The Liberals breaking through in Calgary seems odd to me. They're probably moving full steam ahead on the environmentalist agenda and the recession hit Alberta hard - why would Calgary embrace the governing Liberals in this situation?
Eh, I dunno. McKenna was very much a Business Liberal (although he will be more Environmental than Harper obviously), and with how big the Liberals are winning, I don't see why they couldn't win some seats in Calgary.
To be honest the Liberals getting away with doing so well in the face of a recession when they've been governing for 15 of the last 16 years strikes me as odd - even Clark managed to seize power from Papa Trudeau in 1979, and when the late-1950s recession hit the new Diefenbaker government in 1958, voters took it out on the Liberals who had governed for 22 of the previous 23 years. I mean, yes, Canada weathered the recession better than most countries, but still.

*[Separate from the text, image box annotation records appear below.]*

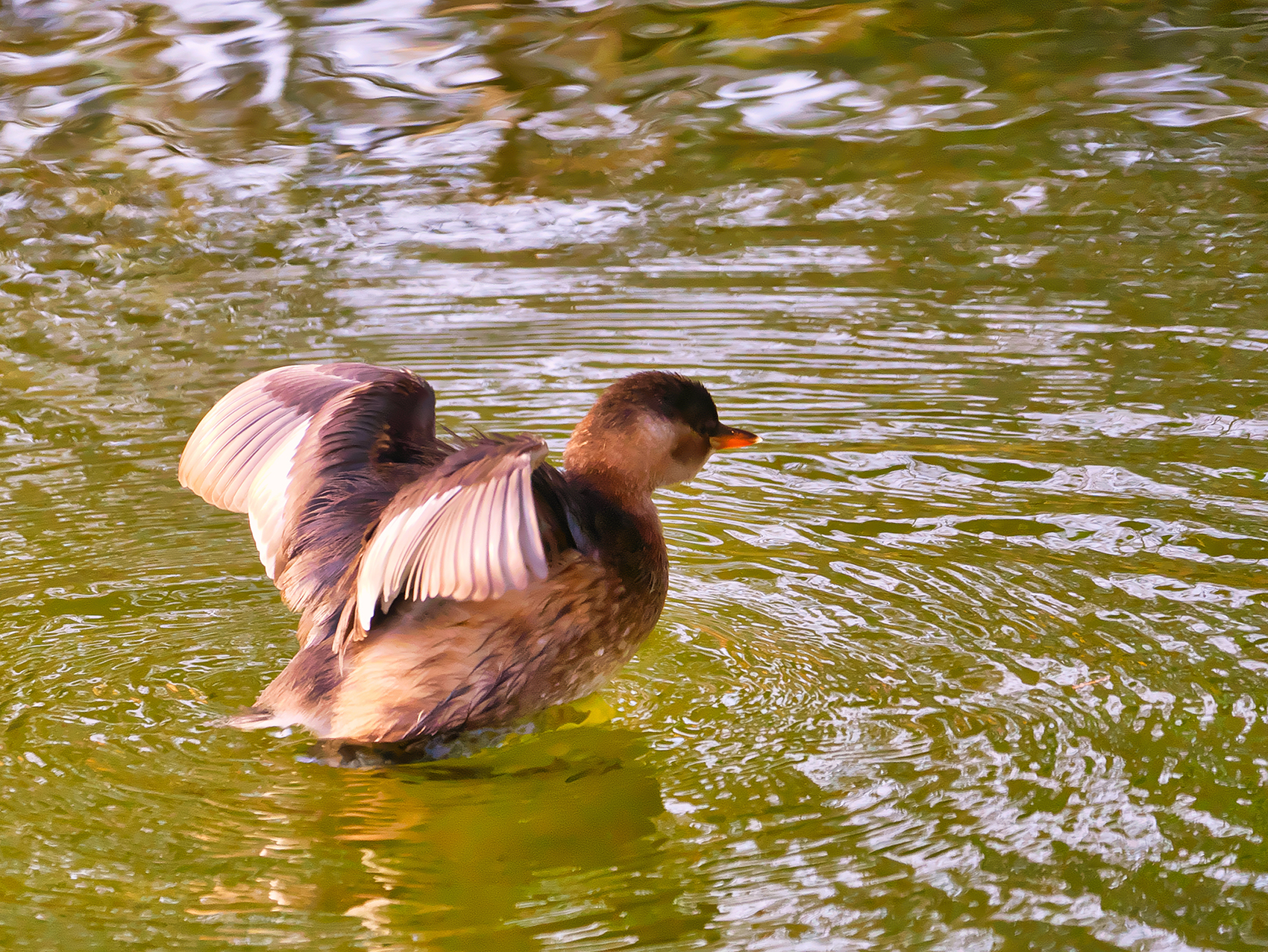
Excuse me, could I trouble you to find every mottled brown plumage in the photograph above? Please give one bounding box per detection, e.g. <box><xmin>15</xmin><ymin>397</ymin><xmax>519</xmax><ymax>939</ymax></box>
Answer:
<box><xmin>180</xmin><ymin>364</ymin><xmax>757</xmax><ymax>743</ymax></box>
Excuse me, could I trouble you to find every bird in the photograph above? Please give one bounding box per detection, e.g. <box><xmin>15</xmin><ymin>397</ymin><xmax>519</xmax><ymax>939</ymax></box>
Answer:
<box><xmin>178</xmin><ymin>362</ymin><xmax>759</xmax><ymax>744</ymax></box>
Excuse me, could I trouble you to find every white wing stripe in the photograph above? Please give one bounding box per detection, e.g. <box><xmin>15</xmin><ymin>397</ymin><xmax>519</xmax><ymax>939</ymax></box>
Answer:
<box><xmin>357</xmin><ymin>447</ymin><xmax>547</xmax><ymax>630</ymax></box>
<box><xmin>246</xmin><ymin>420</ymin><xmax>310</xmax><ymax>578</ymax></box>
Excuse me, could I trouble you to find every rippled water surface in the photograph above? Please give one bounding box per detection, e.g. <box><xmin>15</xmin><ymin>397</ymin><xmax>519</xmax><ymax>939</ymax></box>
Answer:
<box><xmin>0</xmin><ymin>0</ymin><xmax>1268</xmax><ymax>952</ymax></box>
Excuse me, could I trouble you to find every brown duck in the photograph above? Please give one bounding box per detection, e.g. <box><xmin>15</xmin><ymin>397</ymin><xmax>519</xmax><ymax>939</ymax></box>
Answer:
<box><xmin>180</xmin><ymin>364</ymin><xmax>759</xmax><ymax>743</ymax></box>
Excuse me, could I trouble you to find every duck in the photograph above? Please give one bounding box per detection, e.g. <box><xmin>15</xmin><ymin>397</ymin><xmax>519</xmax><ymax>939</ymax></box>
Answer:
<box><xmin>178</xmin><ymin>362</ymin><xmax>759</xmax><ymax>744</ymax></box>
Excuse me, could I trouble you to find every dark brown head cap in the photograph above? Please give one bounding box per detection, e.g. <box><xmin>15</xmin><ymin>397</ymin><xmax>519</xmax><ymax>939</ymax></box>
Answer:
<box><xmin>591</xmin><ymin>371</ymin><xmax>721</xmax><ymax>436</ymax></box>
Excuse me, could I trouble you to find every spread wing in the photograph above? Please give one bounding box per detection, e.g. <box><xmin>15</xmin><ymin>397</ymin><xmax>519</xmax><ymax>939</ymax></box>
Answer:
<box><xmin>357</xmin><ymin>434</ymin><xmax>547</xmax><ymax>631</ymax></box>
<box><xmin>178</xmin><ymin>364</ymin><xmax>435</xmax><ymax>578</ymax></box>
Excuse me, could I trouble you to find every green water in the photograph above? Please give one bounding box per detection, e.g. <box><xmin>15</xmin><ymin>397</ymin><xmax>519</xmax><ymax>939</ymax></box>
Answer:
<box><xmin>0</xmin><ymin>0</ymin><xmax>1268</xmax><ymax>952</ymax></box>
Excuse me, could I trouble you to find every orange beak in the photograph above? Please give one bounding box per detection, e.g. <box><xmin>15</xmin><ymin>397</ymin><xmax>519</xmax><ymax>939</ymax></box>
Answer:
<box><xmin>709</xmin><ymin>426</ymin><xmax>762</xmax><ymax>450</ymax></box>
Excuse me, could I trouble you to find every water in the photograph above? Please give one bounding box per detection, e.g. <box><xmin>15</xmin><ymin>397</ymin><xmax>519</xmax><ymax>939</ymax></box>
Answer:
<box><xmin>0</xmin><ymin>0</ymin><xmax>1268</xmax><ymax>952</ymax></box>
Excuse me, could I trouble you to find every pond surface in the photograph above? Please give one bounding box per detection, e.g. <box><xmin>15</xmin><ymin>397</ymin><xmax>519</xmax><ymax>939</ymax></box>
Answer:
<box><xmin>0</xmin><ymin>0</ymin><xmax>1268</xmax><ymax>952</ymax></box>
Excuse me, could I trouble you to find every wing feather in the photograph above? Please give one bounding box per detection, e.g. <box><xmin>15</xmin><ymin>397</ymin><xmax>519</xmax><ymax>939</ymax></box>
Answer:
<box><xmin>357</xmin><ymin>434</ymin><xmax>549</xmax><ymax>631</ymax></box>
<box><xmin>178</xmin><ymin>364</ymin><xmax>435</xmax><ymax>594</ymax></box>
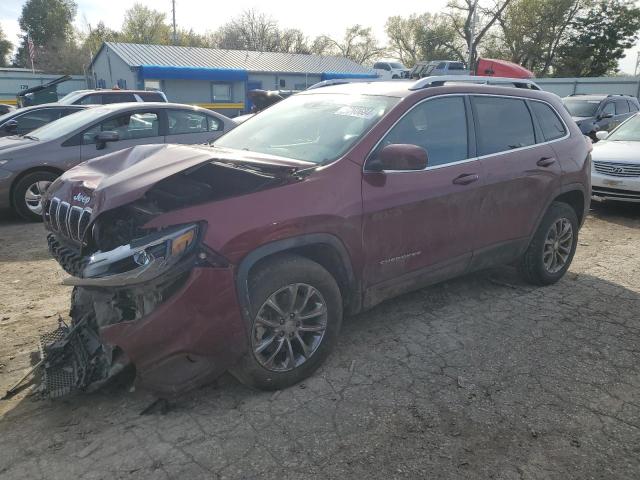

You know, I discussed this with True Grit when we were cooking this up. It's mostly due to how "detached" (for lack of a better term) McKenna is from the previous Chretien-Martin duopoly; he's not seen as much of a continuation in spite of the Liberals having been in office 15 of the past 16 years (which IMO is a very interesting dynamic), and Flaherty being seen as too right-wing doesn't help things for the CPC.
Maybe a provincial figure might make the jump?
I can neither confirm nor deny this.
And let me guess, he's about to be dealt a bad hand yet again (just as IOTL by your estimation) as McKenna wins 200+ seats and over 50% of the vote in 2013? :p
I write timelines, not fantasies :p.